Just got a new 4g clip… loaded up some songs and now its “Refreshing database” well its been refreshing for about 24 hours and hasnt moved what so ever… and my computer no longer says anything is inside the device, it recognizes its there but not the fact that any thing is inside it… I also tried to download the updater for it but its telling me to free up 6mb and i cant do that since i cant get passed the " Refreshing database" screen.  

Any help appriciated thx!

I would detach the Clip and reformat (under Settings), and see if that fixes matters (note: this will erase data files on the Clip).

See i would do that but instantly once i detach the clip or turn it on it returns to the “refreshing database” screen and i cant do anything to get around it.

Try a reset.  Push the power button and hold in place to force it go go off.  Then push down the power button into the hold/locking direction (That is down) you will see orange on the side of the clip.  Then push the center button on the clip while at the same time putting it on the usb cable. 

First, disconnect your Clip from the USB port.  Reset your Clip by holding the power button in the ON position for 10 seconds.

Now let’s clean up things a bit.  The refresh database hangup issue is causing your freeze, and this issue has been addressed in the successive firmware updates.  Don’t worry, let’s first clear up the database issue to get your Clip running, then we can check on the firmware.

We’ll need to connect in MSC mode first.  MSC mode can be set manually by first switching the power switch to the HOLD position (down) where the orange bar is visible.  HOLD the center button depressed while connecting your Clip to the USB port, and keep this depressed until the device is communicating with the PC.
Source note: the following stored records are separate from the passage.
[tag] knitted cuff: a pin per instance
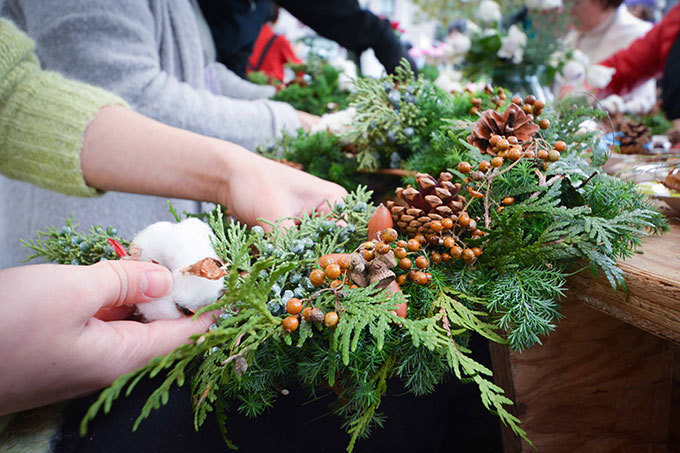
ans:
(49, 155)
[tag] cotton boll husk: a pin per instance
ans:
(177, 246)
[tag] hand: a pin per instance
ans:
(53, 348)
(262, 188)
(307, 120)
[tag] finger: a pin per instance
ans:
(139, 343)
(118, 283)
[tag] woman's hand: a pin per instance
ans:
(155, 159)
(54, 348)
(262, 188)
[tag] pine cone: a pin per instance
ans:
(434, 199)
(635, 135)
(514, 122)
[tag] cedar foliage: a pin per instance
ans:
(565, 218)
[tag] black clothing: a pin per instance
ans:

Now open a Windows Explorer (“My Computer” ) window, and look for your Sansa.  We need the drive letter assigned to the device in MSC mode for the next operation.  Say for this example, the device shows up as E: SANSA CLIP.  Our drive letter is “E”.

Now, from the command prompt or “Run”, type chkdsk E: /f where E is the drive letter we found, and the /f is a “toggle”, telling the chkdsk utility to fix any errors found.  If prompted to save any data, let chkdsk dump that.

Bingo, a happy database file, or so we hope.  The most common source of database hangups is a bad ID3 tag on one of your files.  Here’s a big hint: if you JUST ADDED a file or two, the problem is possibly in those individual files.

Download an ID3 tag editor utility like MP3Tag, and set the tags to use ID3v2.3 and ISO, not UTF characters.

Unplug your device, and unlock the power switch.  Happy database refresh?